Dan Kubinski no cantaba, vomitaba frecuencias. Su voz atravesaba el micrófono como materia viva rechazando su propio cuerpo, cada nota una herida que sangraba rechazo visceral. En los conciertos, la mayoría creía que algo fallaba en el equipo de sonido. No fallaba nada. Kubinski era el fallo, el glitch que hacía imposible mirar hacia otro lado. Su abrasión no buscaba agradar, buscaba el dolor como método. Brian Egeness en guitarra operaba desde una lógica que el hardcore rechazaba por principio: la sofisticación compositiva sin abandonar la crudeza. Sus riffs evocaban el caos controlado de PIL, la densidad de King Crimson destrozada en fragmentos, la frialdad de Venom. Cada nota entraba en conflicto con la anterior. En la batería y bajo, Keith Brammer y Erik Tunisin creaban una tensión que hacía sospechar que el disco colapsaría en cualquier momento.
Grabaron en una semana. Spot cobró apenas unos cientos de dólares. Luego, Die Kreuzen pasó meses trabajando empleos de nueve a cinco para costear la edición, tocando en una camioneta destartalada ante treinta o cuarenta desconocidos en ciudades donde nadie los conocía. Ese fue el precio material de su visión: las bandas que importan rara vez importan en su tiempo. Los que escuchaban Die Kreuzen enfrentaban un acertijo sin respuesta. No era hardcore puro. Bad Brains y Germs estaban presentes, sí, pero con algo que el punk rechazaba: estructura fragmentada pero deliberada, cada segundo obsesionado consigo mismo. El disco oscilaba entre la violencia primitiva y una arquitectura sonora que tocaba Sonic Youth, The Melvins, territorios donde el ruido se convertía en método compositivo en lugar de accidente.

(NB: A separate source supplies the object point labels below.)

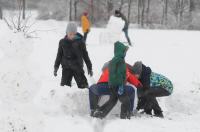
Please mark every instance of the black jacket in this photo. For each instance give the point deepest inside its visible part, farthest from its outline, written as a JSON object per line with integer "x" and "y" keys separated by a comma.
{"x": 123, "y": 17}
{"x": 145, "y": 76}
{"x": 71, "y": 54}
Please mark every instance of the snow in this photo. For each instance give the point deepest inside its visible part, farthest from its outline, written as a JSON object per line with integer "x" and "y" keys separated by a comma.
{"x": 31, "y": 99}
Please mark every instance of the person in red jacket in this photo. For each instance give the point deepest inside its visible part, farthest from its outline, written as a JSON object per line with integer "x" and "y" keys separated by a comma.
{"x": 102, "y": 88}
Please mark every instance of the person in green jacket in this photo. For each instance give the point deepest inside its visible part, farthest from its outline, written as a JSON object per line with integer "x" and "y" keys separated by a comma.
{"x": 154, "y": 85}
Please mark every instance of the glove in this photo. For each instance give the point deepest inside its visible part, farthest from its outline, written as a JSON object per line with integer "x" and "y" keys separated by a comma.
{"x": 120, "y": 90}
{"x": 88, "y": 30}
{"x": 90, "y": 72}
{"x": 55, "y": 71}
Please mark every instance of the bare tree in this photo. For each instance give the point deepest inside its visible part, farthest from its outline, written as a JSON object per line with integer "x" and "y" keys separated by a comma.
{"x": 1, "y": 13}
{"x": 23, "y": 8}
{"x": 165, "y": 12}
{"x": 148, "y": 12}
{"x": 129, "y": 9}
{"x": 121, "y": 5}
{"x": 70, "y": 10}
{"x": 75, "y": 9}
{"x": 143, "y": 11}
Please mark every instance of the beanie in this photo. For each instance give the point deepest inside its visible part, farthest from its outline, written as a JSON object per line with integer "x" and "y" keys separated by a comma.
{"x": 71, "y": 28}
{"x": 137, "y": 68}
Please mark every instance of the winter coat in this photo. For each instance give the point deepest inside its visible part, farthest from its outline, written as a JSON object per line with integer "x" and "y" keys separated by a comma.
{"x": 150, "y": 79}
{"x": 123, "y": 17}
{"x": 130, "y": 77}
{"x": 158, "y": 80}
{"x": 71, "y": 54}
{"x": 85, "y": 24}
{"x": 117, "y": 66}
{"x": 145, "y": 76}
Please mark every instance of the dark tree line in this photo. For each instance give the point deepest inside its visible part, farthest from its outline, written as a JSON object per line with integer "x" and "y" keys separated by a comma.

Canciones que rara vez superaban sesenta segundos. Pura batalla entre ritmo, guitarra y el desgarro de Kubinski. Las sesiones estaban atravesadas por ácido y alucinógenos, no como adorno sino como verdadero protocolo compositivo. Die Kreuzen no escribía canciones, documentaba un viaje hacia un destino que ni ellos podían nombrar. Para el hardcore, demasiado extraño. Para los metaleros, incomprensible. Esa incompatibilidad fue su genio exacto. Simultáneamente en Minneapolis, Husker Dü estaba realizando cirugía similar: llevando el punk a territorios que el género no reconocería como propios. Die Kreuzen y Husker Dü fueron los arquitectos invisibles del ruido que gobernaría los noventa: noise rock, grunge, metal alternativo. Su influencia fue tan profunda que cuando llegó, casi nadie notó que ya estaba aquí.
Hoy, cuando escuchas ese debut, los noventa aparecen en capas. Oyes a los Melvins refinando aquella crueldad rítmica. A Soundgarden atrapando esa tensión entre disonancia y melodía oscura. A Nirvana explotando comercialmente todo lo que Die Kreuzen había plantado en territorio deshabitado. El álbum funciona como puente temporal, pero no porque sea un documento histórico, esa palabra nunca. Funciona porque aún corta. A pesar de la producción casi monástica de Spot, la música se rehúsa a envejecer. No porque sea un "clásico" o una "obra maestra", esas palabras vacías que la crítica ama, sino porque duele. Sigue provocando ese miedo primario de estar dentro de algo que no debería existir, grabado en secreto y lanzado como veneno en la corriente subterránea. Die Kreuzen no salvó el hardcore. Lo ejecutó compasivamente. Y de sus restos emergieron los sonidos que construyeron lo que vendría después.